To become the “perfect family.” It is something that has been the goal of society for a very long time. It is always keeping up with the Jones’ or like being in one of the 50’s sitcoms, but what really is the perfect family? One thing that is never included in the “perfect family” scenario is a homosexual child. That is something that just cannot be a part of a “perfect family” and due to that fact, many families choose to remove the child from their home, or just disown them altogether. This is something that the average person hears very little about in today’s culture, but they are very aware of the “perfect family.”

My topic is families forcing their children to move from their home or even disowning the because of the child’s sexual orientation. Many families make the child leave after finding this out about them. My family itself is divided on this issue, some say they would disown a family member and others say they would love them no matter what. With how accepting our culture is today, I find this very shocking. The people that feel this is acceptable say this because they agree are culture is too accepting and many families that disown or get angry with their child or even try to change them are religious. Even my own mother says she would disown me if I was homosexual because it is “disgusting” and “not what God wants.” The sad part is most people feel the same as my mother about this subject. They feel it is perfectly acceptable to fault someone for their sexual orientation.
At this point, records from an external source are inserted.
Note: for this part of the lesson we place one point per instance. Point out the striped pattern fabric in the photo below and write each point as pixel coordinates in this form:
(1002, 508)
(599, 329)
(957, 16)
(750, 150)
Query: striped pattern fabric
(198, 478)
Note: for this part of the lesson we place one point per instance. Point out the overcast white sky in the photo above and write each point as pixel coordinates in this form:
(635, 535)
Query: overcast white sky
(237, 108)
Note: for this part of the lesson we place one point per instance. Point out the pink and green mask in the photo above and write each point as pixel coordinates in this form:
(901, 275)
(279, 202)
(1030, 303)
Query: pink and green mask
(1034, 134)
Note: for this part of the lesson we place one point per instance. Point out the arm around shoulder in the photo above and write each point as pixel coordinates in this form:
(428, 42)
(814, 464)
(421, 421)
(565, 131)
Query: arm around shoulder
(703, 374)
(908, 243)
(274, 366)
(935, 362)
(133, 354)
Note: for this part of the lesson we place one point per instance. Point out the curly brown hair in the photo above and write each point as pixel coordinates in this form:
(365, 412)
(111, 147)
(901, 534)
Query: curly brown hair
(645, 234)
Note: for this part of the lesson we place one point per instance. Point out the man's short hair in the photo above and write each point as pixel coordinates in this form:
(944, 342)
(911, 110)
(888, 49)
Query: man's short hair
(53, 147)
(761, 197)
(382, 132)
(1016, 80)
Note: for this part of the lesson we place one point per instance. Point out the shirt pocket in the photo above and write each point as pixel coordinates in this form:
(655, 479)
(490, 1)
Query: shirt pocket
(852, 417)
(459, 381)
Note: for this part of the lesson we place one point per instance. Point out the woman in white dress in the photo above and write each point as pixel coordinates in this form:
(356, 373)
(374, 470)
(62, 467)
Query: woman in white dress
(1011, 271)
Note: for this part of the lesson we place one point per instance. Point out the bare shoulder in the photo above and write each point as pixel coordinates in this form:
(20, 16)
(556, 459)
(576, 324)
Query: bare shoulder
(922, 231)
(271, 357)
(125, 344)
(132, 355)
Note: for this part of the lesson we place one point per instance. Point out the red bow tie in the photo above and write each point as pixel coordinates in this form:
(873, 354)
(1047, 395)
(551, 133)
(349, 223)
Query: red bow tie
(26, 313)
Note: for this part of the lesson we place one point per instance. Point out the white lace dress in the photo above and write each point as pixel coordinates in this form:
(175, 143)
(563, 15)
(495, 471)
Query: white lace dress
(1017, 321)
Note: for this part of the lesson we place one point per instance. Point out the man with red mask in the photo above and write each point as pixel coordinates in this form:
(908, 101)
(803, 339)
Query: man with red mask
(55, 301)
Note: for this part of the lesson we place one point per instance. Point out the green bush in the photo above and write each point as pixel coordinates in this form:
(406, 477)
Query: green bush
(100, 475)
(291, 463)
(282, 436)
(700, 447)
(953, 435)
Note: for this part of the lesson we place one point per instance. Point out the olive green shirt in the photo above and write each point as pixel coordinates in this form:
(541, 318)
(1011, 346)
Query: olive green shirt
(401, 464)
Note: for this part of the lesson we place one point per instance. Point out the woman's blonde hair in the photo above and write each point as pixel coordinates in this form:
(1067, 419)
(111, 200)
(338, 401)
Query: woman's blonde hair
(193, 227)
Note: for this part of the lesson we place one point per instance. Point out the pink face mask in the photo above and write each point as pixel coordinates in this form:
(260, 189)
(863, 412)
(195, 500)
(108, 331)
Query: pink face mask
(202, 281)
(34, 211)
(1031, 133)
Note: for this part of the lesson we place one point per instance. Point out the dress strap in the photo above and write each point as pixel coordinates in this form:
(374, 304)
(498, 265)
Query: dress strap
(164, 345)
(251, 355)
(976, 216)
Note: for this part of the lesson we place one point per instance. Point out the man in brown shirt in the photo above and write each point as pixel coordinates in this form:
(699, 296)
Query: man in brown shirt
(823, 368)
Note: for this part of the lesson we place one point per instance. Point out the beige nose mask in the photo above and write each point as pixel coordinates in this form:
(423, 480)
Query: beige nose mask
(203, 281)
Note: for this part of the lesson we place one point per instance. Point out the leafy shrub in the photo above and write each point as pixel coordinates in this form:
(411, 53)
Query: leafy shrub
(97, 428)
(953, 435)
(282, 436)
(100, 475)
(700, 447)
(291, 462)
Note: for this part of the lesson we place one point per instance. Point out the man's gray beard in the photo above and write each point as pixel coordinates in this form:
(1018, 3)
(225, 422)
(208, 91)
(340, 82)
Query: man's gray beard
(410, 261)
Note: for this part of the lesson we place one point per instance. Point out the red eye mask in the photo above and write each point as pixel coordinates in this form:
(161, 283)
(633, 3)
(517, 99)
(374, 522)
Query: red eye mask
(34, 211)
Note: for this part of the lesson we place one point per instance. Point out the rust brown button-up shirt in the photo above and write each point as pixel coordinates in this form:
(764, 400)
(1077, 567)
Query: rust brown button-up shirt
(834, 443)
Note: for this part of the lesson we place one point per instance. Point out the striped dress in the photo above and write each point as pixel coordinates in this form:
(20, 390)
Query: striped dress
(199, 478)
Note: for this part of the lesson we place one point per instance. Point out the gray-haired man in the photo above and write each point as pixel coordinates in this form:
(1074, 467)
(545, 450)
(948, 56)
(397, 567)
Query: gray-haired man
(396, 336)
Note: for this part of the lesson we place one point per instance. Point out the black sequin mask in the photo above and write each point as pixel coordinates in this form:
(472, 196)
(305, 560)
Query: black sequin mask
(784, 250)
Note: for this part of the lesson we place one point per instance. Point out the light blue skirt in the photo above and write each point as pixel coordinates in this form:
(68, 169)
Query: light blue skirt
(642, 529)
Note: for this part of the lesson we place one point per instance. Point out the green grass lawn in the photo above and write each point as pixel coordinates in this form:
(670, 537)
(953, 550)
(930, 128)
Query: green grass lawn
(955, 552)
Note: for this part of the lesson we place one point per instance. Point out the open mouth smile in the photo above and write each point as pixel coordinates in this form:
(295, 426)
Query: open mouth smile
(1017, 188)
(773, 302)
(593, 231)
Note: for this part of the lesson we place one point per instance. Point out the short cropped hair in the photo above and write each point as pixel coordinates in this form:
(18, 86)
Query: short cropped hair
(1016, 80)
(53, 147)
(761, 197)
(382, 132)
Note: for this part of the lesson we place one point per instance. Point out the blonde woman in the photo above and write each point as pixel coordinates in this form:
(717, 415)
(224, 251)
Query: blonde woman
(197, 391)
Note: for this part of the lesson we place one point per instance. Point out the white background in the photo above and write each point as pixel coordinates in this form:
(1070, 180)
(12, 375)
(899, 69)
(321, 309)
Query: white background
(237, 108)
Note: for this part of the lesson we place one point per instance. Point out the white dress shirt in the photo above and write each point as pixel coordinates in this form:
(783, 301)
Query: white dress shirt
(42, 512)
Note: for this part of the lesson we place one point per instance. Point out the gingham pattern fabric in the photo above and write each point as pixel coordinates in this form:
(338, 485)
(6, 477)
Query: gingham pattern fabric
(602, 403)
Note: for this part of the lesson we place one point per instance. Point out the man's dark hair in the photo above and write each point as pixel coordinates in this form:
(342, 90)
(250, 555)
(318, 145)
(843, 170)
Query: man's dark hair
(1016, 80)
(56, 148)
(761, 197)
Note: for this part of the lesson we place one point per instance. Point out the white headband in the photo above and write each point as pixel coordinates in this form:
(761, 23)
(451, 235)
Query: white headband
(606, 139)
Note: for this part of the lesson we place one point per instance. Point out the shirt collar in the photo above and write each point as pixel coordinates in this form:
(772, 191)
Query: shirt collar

The inconvenient truth with this is that there really is no “perfect family.” Every family has its problem no matter how “normal” they appear. I have never seen a news report about a family disowning their child, even though it does happen on a regular basis. Some friends that I have are homosexual and they are very afraid of coming out because they are afraid of the reaction of their families will have, especially their father. So the inconvenient truth is also the fear that the homosexual children have of their families. They feel that cannot confide in their closest loved ones, and this is a very large problem, especially since families are already growing apart today. It is very inconvenient for families and society to admit that they won’t accept their children for the simple fact of the sex they choose to love.

I am not well informed of the actual facts about how often homosexuals are actually excluded from their families, so I aim to find he actual statistics that show how often this occurs, and find stories of children who have had to go through this. Another question I want to answer is why families feel so strongly against their own children that they can do that to them.